El quel abrió muchos los ojos y se le iluminó la mirada.
—¡Oh, la primera de los nuestros, que guió a los quelmana desde Balaran hasta el Dere'Ana! Mucho la evocamos en nuestras canciones. De alguna forma, todos nuestros antepasados siguen vivos en nuestra memoria.
Hubo un momento de magia compartida y ambos sonrieron. Permanecieron callados un rato, mirando al mar de abajo como si sus pensamientos hubiesen quedado atrapados en el rumor de las olas. Viendel inspiró hondo y dejó que las preocupaciones se diluyeran en las profundidades inexploradas de aquel océano. Libertad.
El tiempo pasó, no supo cuánto, y les llegó la vaga impresión de que se acercaban unos pasos. Pusieron más atención y un cosquilleo les recorrió el cuerpo. A sus espaldas, habló una voz rotunda como el crepúsculo:
—Oigo todos estos nombres en mi lengua y, de alguna forma, mi corazón se llena de nuevas esperanzas.
Se volvieron lentamente, de espaldas al balcón de piedra que miraba al mar, y bastó una mirada suya para dejarlos sobrecogidos. Valnir inclinó la cabeza.
—Dama Luarha.
Viendel tuvo la sensación de estar contemplando la encarnación de la Poesía, la musa que había inspirado a todos los poetas de la historia.
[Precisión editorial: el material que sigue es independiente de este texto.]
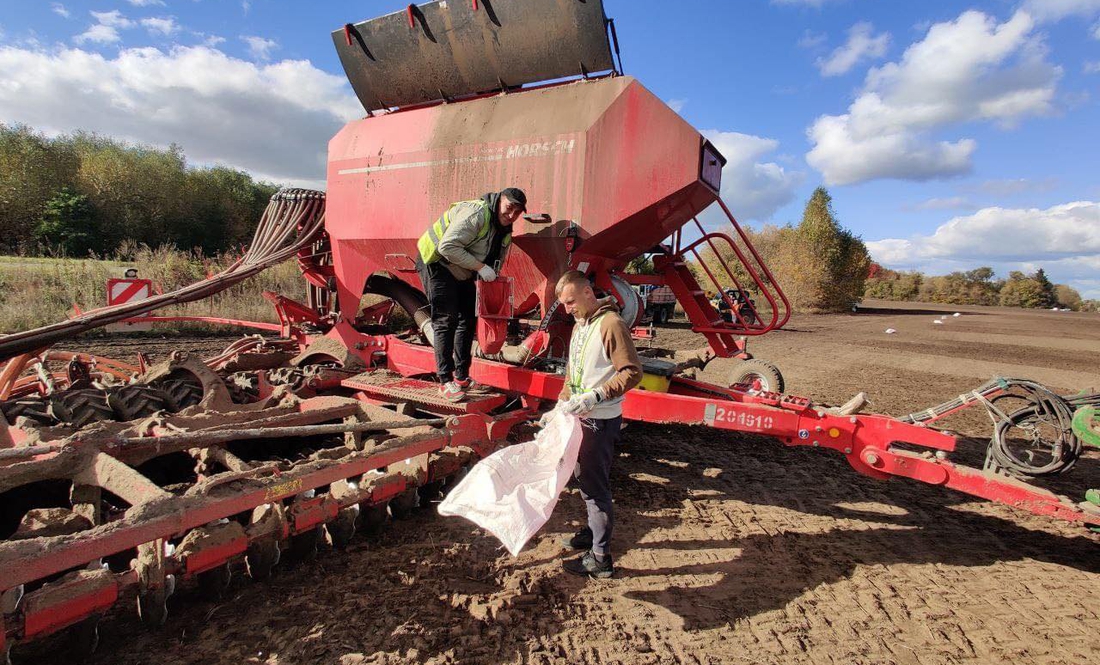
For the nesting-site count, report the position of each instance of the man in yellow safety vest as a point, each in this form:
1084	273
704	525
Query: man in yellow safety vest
466	242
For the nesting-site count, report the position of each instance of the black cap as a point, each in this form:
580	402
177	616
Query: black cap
516	196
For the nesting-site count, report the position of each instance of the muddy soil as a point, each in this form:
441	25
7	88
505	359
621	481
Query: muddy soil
729	549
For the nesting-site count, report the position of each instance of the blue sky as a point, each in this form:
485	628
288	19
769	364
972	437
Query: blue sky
950	134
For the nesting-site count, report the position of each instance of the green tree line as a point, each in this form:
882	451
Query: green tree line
979	286
820	265
84	194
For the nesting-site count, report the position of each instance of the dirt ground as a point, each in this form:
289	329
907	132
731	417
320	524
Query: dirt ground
729	550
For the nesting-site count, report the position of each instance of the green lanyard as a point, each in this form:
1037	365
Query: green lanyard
576	359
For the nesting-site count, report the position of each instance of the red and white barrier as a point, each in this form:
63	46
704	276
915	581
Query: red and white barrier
123	290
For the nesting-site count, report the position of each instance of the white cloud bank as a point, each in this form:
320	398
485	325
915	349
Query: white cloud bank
752	188
968	69
1064	240
862	44
273	120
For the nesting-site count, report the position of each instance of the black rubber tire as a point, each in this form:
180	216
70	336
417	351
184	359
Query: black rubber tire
131	402
79	408
179	394
32	408
770	377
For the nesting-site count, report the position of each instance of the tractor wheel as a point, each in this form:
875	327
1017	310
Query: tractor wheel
32	408
79	408
760	375
131	402
179	394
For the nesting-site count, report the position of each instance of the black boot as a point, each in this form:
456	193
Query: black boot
590	566
581	540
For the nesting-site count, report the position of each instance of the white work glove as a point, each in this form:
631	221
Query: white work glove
579	405
486	273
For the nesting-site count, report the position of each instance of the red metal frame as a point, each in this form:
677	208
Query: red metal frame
867	442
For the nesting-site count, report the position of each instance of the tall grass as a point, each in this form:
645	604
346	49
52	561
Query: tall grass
36	291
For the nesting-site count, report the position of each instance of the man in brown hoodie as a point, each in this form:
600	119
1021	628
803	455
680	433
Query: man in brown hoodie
603	365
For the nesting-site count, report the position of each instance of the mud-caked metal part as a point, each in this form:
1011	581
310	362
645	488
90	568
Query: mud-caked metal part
761	375
155	585
266	529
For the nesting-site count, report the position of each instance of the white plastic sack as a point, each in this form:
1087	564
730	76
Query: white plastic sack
512	492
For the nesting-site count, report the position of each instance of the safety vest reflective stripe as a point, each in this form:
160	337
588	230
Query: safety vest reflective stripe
428	245
576	358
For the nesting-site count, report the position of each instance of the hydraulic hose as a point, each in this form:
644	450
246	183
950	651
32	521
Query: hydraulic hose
1044	408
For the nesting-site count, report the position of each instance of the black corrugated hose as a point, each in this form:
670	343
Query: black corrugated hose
1044	408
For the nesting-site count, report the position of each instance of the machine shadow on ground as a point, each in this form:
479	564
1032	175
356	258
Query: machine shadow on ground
769	569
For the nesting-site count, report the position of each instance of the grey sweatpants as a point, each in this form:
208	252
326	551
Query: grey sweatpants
593	474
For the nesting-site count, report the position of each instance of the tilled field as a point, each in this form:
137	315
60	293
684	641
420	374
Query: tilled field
729	550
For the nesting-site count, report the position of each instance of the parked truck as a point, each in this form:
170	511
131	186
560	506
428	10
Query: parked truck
658	302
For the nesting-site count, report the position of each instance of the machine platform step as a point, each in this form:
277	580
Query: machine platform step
386	386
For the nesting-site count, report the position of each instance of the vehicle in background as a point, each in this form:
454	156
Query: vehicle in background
658	301
743	303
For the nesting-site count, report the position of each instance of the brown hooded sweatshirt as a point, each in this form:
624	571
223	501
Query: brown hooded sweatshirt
602	357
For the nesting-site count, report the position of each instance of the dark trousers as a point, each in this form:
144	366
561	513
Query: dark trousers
593	474
453	319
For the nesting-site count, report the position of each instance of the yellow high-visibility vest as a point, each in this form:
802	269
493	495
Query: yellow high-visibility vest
428	245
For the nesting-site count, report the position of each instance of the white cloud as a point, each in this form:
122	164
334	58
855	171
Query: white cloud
969	69
1064	240
273	120
1003	233
945	203
99	34
1011	187
164	25
260	47
862	44
803	2
755	189
112	19
812	40
1053	10
106	29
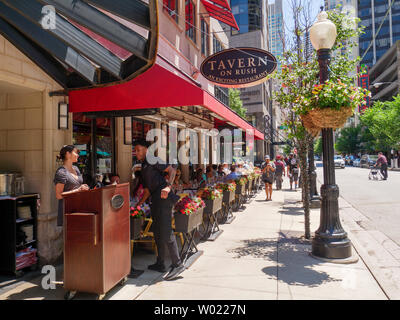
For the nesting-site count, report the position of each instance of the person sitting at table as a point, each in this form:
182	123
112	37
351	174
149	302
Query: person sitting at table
139	194
220	171
115	179
178	183
210	175
201	178
234	175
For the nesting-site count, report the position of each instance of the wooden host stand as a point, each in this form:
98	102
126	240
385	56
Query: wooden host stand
96	240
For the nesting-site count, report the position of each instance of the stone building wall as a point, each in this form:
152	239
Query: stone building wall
29	138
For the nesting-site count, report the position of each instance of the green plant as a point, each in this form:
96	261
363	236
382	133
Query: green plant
235	103
335	94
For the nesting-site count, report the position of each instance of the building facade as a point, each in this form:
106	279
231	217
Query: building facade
372	13
384	75
276	29
31	138
252	19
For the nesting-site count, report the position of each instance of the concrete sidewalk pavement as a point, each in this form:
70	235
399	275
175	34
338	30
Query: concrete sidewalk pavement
261	255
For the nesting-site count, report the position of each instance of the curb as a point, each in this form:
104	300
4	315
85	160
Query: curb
367	243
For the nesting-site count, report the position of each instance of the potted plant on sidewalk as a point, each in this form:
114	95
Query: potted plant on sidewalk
188	214
213	199
330	105
137	215
241	185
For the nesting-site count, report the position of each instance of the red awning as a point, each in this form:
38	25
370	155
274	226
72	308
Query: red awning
160	87
220	10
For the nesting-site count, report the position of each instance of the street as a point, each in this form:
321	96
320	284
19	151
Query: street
377	200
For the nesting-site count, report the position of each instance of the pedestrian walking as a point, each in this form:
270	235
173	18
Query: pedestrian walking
162	203
279	172
293	171
268	169
382	163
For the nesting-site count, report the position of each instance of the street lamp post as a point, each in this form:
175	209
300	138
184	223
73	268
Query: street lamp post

Luarha era el espejo en el que se reflejaban los anhelos de los hombres mortales. Un lienzo en el que convergían en perfecta consonancia algo más que colores, porque, ¿cómo podría nadie describir con meros colores aquello que veían sus ojos? Los cabellos eran Otoño que se derramaba sobre la espalda; el verde de la mirada, Primavera que recordaba a los bosques de antaño. La piel era Invierno inmaculado que se derretía bajo los pliegues del vestido.
Y su voz, su voz era Verano:
—Viendel, es un placer recibirte en nuestra ciudad. Valnir me ha trasladado brevemente la urgencia de tu mensaje. Sin embargo, el destino nos sonríe —la Señora del bosque hizo un ademán que abarcó el jardín y la ciudad entera y las profundidades del océano y el vacío entre las estrellas. Sonrió —, pues estos días se encuentran entre nosotros embajadores ç y mensajeros de los bosques de nuestros hermanos al norte y al sur.
Viendel quiso hablar, pero las palabras simplemente se ahogaron en su garganta. La Señora le sonrió.
—Valnir te conducirá a tus aposentos. Estás cansada y turbada pese a las canciones que aquí se entonan. La sombra del miedo todavía te persigue. Es comprensible. Descansa. Mañana hablaremos y nos reuniremos con los demás sabios. Bienvenida a Albasthe.
—Gracias. —Consiguió articular antes de que Luarha volviese a sus quehaceres. Valnir dijo entonces muchas cosas, pero Viendel ya no lo escuchaba.
En su mente, se repetía el eco de una única frase.
<Bienvenida a Albasthe>.
Suspiró y no supo por qué le saltaron las lágrimas.